Et il referma sa fenêtre.
--Les Chinois! répètent tous avec le plus grand ennui.
--C'est pour cela qu'on n'en voit pas un!
--Ils sont tous morts.
--Moi, je me doutais bien qu'ils allaient faire quelque coup. Hier...
--Moi je le voyais! Le soir...
--Quel malheur! s'écriait la Rufa. Ils sont tous morts avant la Noël, c'est le moment où ils font leurs cadeaux... s'ils avaient attendu le jour de l'an...
La rue s'animait peu à peu; d'abord ce furent les chiens, les poules, les porcs et les pigeons qui commencèrent à circuler; puis quelques gamins déloquetés les suivirent, se prenant par le bras et timidement s'approchant du quartier; quelques vieilles vinrent ensuite, un mouchoir autour de la tête, noué sous le menton; un gros chapelet à la main, faisant semblant de prier pour ne pas être repoussées par les soldats. Quand il fut certain que l'on pouvait aller et venir sans risquer de recevoir un coup de feu, les hommes commencèrent à sortir, affectant l'indifférence; d'abord leurs promenades se limitèrent à la façade de leur maison; puis, tout en caressant leur coq, ils tentèrent d'aller plus loin, revenant de temps en temps sur leurs pas, et ainsi ils arrivèrent jusque devant le tribunal.
De quart d'heure en quart d'heure, d'autres versions circulaient. Ibarra avec ses domestiques avait voulu enlever Maria Clara et Capitan Tiago l'avait défendue, aidé de la garde civile.
Le nombre des morts n'était pas de quatorze mais de trente; Capitan Tiago était blessé et partait à l'instant même pour Manille avec sa fille et sa soeur.
L'arrivée de deux cuadrilleros, portant un brancard sur lequel était étendue une forme humaine, et suivis d'un garde civil produisit une grande sensation. On supposa qu'ils venaient du couvent; par la forme des pieds qui pendaient, l'un essaya de deviner qui ce pouvait être, un peu plus loin on dit qui c'était; plus loin encore le mort se multiplia renouvelant le miracle de la Sainte Trinité; puis ce fut le miracle des pains et des poissons qui se réédita et le nombre des morts s'éleva à trente et un.

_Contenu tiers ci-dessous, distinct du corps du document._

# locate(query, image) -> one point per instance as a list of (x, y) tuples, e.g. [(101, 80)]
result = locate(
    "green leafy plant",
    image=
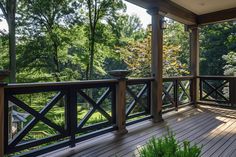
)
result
[(168, 146)]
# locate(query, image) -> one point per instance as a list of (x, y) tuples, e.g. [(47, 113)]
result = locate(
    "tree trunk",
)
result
[(92, 45), (11, 10)]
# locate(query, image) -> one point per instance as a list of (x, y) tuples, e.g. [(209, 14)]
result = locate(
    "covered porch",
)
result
[(172, 102)]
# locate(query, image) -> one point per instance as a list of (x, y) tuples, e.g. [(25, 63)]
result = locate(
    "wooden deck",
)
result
[(211, 127)]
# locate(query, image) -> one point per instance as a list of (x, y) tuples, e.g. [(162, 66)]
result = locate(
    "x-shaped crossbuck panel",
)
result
[(137, 100), (214, 90), (96, 106), (176, 98), (38, 116)]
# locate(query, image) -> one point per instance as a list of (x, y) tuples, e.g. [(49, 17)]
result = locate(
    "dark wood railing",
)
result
[(177, 92), (138, 100), (69, 95), (118, 102), (99, 97), (220, 90)]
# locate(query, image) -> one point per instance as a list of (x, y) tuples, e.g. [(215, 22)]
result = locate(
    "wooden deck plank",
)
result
[(227, 144), (133, 134), (214, 128), (182, 132), (217, 141), (230, 151), (117, 147), (197, 131)]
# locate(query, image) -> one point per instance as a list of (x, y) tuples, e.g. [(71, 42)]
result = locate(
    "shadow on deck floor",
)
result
[(211, 127)]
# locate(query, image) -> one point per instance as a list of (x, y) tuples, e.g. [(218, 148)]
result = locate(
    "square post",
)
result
[(232, 91), (120, 75), (194, 59), (3, 75), (157, 65)]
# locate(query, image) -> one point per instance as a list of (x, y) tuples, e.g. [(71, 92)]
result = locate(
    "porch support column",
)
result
[(157, 65), (194, 59), (3, 74)]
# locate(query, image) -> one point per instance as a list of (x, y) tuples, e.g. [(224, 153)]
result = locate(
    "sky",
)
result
[(140, 12), (131, 10)]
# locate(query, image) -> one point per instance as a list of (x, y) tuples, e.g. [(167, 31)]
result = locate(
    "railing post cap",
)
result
[(3, 75), (119, 74)]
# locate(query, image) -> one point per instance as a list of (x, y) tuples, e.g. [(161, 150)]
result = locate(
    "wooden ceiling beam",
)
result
[(169, 9), (219, 16)]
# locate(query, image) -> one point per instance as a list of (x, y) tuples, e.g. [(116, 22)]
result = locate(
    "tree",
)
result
[(216, 40), (95, 12), (49, 19), (230, 67), (8, 8)]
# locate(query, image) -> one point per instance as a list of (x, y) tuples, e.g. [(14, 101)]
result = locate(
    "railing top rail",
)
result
[(140, 79), (55, 84), (178, 78), (216, 77)]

A sept heures et demie, quand des pueblos voisins arrivèrent d'autres gardes civiles, la version qui rencontrait le plus de crédit était claire et détaillée.
--J'arrive du tribunal où j'ai vu prisonniers D. Filipo et D. Crisóstomo, disait un homme à soeur Puté; j'ai parlé à l'un des cuadrilleros de garde. Eh bien! Bruno, le fils de celui qui est mort bâtonné, a tout déclaré cette nuit. Comme vous le savez, Capitan Tiago marie sa fille avec le jeune Espagnol; D. Crisóstomo, offensé, voulut se venger et projeta de massacrer tous les Espagnols, même le curé; hier soir ils ont attaqué le quartier et le couvent; heureusement, par la miséricorde de Dieu, le curé était chez Capitan Tiago. On dit que beaucoup se sont sauvés. Les gardes civils ont brûlé la maison de D. Crisóstomo et, si on ne l'avait pas arrêté avant, ils l'auraient brûlé aussi.

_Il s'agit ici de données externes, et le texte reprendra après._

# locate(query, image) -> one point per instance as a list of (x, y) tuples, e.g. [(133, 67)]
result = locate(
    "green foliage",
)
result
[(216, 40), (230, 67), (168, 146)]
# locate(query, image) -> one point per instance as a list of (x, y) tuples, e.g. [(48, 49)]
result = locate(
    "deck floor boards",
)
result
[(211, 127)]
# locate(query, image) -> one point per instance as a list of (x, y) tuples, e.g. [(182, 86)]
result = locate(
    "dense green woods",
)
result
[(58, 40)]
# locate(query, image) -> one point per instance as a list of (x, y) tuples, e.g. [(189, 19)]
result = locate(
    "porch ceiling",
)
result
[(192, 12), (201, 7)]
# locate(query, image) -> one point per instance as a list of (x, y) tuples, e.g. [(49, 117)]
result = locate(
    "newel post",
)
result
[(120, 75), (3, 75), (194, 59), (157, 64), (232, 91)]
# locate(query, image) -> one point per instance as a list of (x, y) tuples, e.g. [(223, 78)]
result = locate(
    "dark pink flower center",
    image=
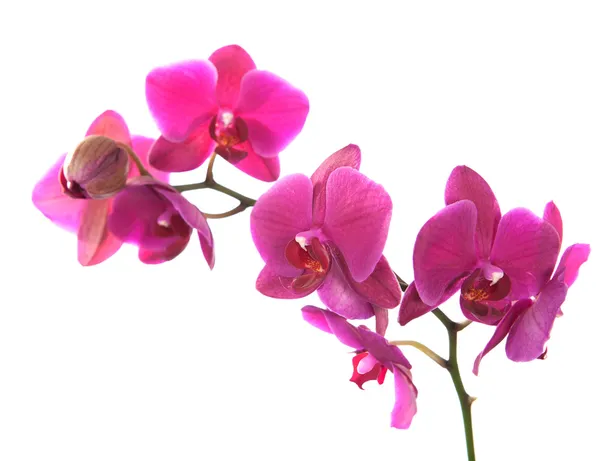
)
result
[(485, 298), (313, 258), (71, 188), (229, 131), (366, 368)]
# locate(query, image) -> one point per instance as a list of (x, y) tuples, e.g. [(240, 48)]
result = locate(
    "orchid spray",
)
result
[(325, 233)]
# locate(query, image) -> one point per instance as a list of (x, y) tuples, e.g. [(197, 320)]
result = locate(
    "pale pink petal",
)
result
[(570, 262), (347, 156), (232, 63), (48, 197), (182, 156), (382, 319), (111, 125), (526, 248), (141, 146), (412, 306), (279, 214), (188, 211), (445, 252), (273, 285), (502, 329), (264, 169), (385, 353), (381, 288), (357, 219), (95, 243), (330, 322), (181, 97), (273, 110), (466, 184), (159, 256), (340, 297), (405, 406), (531, 331), (552, 215), (207, 245)]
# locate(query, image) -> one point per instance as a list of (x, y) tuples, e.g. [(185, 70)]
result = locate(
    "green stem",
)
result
[(452, 366), (238, 209), (423, 348), (211, 184)]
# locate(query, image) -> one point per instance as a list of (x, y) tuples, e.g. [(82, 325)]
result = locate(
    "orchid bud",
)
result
[(96, 169)]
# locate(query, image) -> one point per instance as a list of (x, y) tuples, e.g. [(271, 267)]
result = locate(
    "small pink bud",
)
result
[(96, 169)]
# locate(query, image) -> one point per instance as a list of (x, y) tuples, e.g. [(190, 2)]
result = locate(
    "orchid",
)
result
[(65, 202), (469, 246), (529, 321), (327, 233), (324, 234), (159, 220), (374, 357), (225, 105)]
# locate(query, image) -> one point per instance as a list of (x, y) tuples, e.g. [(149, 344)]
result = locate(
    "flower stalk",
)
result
[(452, 366)]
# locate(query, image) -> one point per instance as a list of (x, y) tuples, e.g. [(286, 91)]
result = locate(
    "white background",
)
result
[(173, 362)]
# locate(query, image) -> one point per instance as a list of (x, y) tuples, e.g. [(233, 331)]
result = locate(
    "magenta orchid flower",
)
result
[(223, 105), (57, 199), (159, 220), (469, 246), (327, 233), (528, 322), (374, 358)]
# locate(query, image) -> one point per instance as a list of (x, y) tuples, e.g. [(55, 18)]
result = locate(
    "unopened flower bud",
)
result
[(96, 169)]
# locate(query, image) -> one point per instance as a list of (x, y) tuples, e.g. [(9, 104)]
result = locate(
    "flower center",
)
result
[(314, 260), (71, 188), (228, 131), (367, 368)]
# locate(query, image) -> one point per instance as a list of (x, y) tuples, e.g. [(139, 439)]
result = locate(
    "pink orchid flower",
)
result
[(469, 246), (528, 322), (375, 356), (327, 233), (159, 220), (225, 105), (88, 217)]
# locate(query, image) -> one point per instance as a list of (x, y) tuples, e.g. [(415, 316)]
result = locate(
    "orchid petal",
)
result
[(141, 145), (357, 219), (445, 251), (339, 296), (405, 406), (412, 306), (526, 248), (232, 63), (570, 262), (273, 285), (181, 97), (466, 184), (95, 243), (330, 322), (159, 256), (273, 110), (182, 156), (552, 215), (381, 349), (48, 197), (111, 125), (382, 319), (381, 288), (531, 331), (347, 156), (279, 214), (502, 329), (261, 168)]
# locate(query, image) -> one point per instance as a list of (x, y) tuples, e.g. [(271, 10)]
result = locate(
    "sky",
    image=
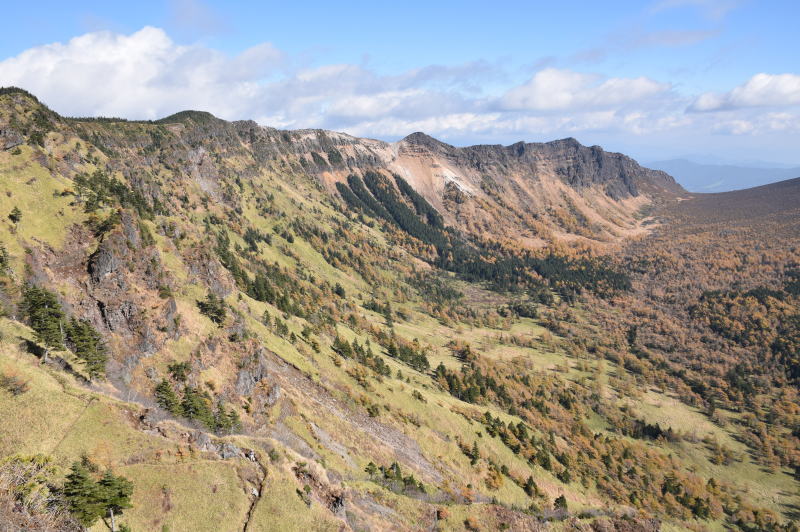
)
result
[(659, 79)]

--Ils ont brûlé la maison?
--Tous les domestiques sont arrêtés. Voyez, d'ici on distingue encore la fumée! dit le narrateur en s'approchant de la fenêtre; ceux qui viennent de là-bas, racontent des choses bien tristes.

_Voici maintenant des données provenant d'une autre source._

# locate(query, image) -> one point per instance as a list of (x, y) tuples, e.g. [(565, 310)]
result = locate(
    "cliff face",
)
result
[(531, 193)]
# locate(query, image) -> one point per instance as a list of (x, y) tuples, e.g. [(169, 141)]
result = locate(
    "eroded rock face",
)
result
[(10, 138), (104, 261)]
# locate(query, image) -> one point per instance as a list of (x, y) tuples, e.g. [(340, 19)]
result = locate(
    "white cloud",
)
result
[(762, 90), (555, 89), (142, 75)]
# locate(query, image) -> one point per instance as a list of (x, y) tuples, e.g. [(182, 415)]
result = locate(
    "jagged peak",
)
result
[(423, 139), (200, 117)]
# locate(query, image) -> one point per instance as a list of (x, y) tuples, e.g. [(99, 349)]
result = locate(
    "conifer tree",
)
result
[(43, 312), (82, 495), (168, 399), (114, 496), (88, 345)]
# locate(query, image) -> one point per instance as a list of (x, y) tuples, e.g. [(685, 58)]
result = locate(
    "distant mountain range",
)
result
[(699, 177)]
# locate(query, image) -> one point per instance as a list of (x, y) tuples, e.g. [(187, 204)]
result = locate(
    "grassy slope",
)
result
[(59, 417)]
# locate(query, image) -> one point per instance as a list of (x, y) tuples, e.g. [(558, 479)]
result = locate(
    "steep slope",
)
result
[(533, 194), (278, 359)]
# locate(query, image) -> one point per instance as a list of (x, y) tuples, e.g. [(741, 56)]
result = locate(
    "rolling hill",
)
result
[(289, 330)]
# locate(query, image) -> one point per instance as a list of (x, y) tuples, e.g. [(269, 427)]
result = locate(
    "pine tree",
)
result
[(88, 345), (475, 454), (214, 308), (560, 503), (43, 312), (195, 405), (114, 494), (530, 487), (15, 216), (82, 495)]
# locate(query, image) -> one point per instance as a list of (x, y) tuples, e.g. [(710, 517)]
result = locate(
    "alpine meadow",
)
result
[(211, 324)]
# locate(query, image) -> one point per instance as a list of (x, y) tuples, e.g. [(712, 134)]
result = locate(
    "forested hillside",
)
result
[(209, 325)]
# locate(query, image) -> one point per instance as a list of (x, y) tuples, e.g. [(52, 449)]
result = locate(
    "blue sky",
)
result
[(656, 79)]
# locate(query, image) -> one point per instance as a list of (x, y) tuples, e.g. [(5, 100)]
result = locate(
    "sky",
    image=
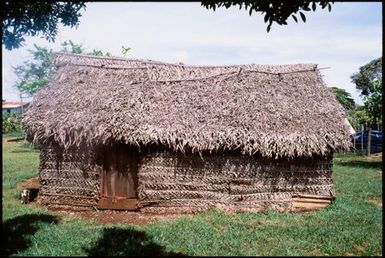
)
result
[(341, 41)]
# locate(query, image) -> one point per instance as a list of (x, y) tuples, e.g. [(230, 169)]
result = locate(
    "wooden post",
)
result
[(354, 142), (369, 131), (362, 138)]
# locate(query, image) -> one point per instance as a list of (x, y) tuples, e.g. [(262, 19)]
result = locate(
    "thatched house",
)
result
[(132, 134)]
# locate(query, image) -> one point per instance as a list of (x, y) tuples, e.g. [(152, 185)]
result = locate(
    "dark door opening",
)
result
[(119, 180)]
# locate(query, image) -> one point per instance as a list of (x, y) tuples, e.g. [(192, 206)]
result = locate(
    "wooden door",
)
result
[(119, 178)]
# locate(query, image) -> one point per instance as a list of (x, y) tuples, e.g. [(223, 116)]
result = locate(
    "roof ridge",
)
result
[(114, 58)]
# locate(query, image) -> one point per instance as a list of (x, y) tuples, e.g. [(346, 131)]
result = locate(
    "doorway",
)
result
[(119, 181)]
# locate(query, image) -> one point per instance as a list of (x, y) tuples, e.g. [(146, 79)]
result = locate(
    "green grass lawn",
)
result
[(351, 226)]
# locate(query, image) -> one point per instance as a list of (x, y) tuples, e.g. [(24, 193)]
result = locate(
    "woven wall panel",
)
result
[(68, 177), (229, 182)]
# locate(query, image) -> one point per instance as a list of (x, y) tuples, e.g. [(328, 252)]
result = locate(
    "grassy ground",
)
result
[(351, 226)]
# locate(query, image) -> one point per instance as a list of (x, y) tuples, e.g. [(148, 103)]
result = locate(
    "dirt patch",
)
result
[(32, 183), (122, 217)]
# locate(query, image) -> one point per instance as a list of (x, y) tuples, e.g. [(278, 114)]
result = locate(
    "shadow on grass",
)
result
[(361, 164), (127, 242), (16, 231)]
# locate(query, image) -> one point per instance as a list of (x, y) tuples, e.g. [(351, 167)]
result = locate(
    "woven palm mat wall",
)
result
[(191, 182)]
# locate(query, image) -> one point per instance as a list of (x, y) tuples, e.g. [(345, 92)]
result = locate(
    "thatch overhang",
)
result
[(271, 110)]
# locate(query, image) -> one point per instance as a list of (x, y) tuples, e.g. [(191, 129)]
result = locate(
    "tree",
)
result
[(373, 103), (31, 18), (275, 11), (344, 98), (36, 73), (367, 76)]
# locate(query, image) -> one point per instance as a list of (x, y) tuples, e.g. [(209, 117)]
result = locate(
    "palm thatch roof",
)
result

Tous regardèrent vers l'endroit indiqué: une légère colonne de fumée montait lentement vers le ciel. Et les commentaires d'abonder, plus ou moins empreints de pitié, plus ou moins accusateurs.
--Pauvre jeune homme! s'écria un vieillard, le mari de la Puté.
--Oui! répondit celle-ci; mais remarque qu'hier il n'a pas commandé de messe pour l'âme de son père et, sans doute, elle en avait besoin plus que les autres.
--Mais, femme, n'as-tu pas pitié...?
--De pitié pour les excommuniés? C'est péché d'en avoir pour les ennemis de Dieu, disent les curés. Vous rappelez-vous? il courait dans le cimetière comme dans un enclos!